B21D-0483
Continental Scale Vegetation Structure Mapping Using Field Calibrated Landsat, ALOS Palsar And GLAS ICESat

Tuesday, 15 December 2015
Poster Hall (Moscone South)
Peter Scarth, University of Queensland, St Lucia, QLD, Australia, Stuart R Phinn, University of Queensland, St Lucia, Australia, John Armston, Department of Science Information Technology Innovation and the Arts, Remote Sensing Centre, Brisbane, Australia, Richard Lucas, University of New South Wales, Sydney, Australia and Joint Remote Sensing Research Program
Abstract:
Vertical plant profiles are important descriptors of canopy structure and are used to inform models of biomass, biodiversity and fire risk. In Australia, an approach has been developed to produce large area maps of vertical plant profiles by extrapolating waveform lidar estimates of vertical plant profiles from ICESat/GLAS using large area segmentation of ALOS PALSAR and Landsat satellite image products. The main assumption of this approach is that the vegetation height profiles are consistent across the segments defined from ALOS PALSAR and Landsat image products.

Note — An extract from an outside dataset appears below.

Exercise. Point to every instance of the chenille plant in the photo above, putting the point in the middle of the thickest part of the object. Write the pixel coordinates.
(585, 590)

More than 1500 field sites were used to develop an index of fractional cover using Landsat data. A time series of the green fraction was used to calculate the persistent green fraction continuously across the landscape. This was fused with ALOS PALSAR L-band Fine Beam Dual polarisation 25m data and used to segment the Australian landscapes. K-means clustering then grouped the segments with similar cover and backscatter into approximately 1000 clusters. Where GLAS-ICESat footprints intersected these clusters, canopy profiles were extracted and aggregated to produce a mean vertical vegetation profile for each cluster that was used to derive mean canopy and understorey height, depth and density. Due to the large number of returns, these retrievals are near continuous across the landscape, enabling them to be used for inventory and modelling applications.

To validate this product, a radiative transfer model was adapted to map directional gap probability from airborne waveform lidar datasets to retrieve vertical plant profiles Comparison over several test sites show excellent agreement and work is underway to extend the analysis to improve national biomass mapping. The integration of the three datasets provide options for future operational monitoring of structure and AGB across large areas for quantifying carbon dynamics, structural change and biodiversity.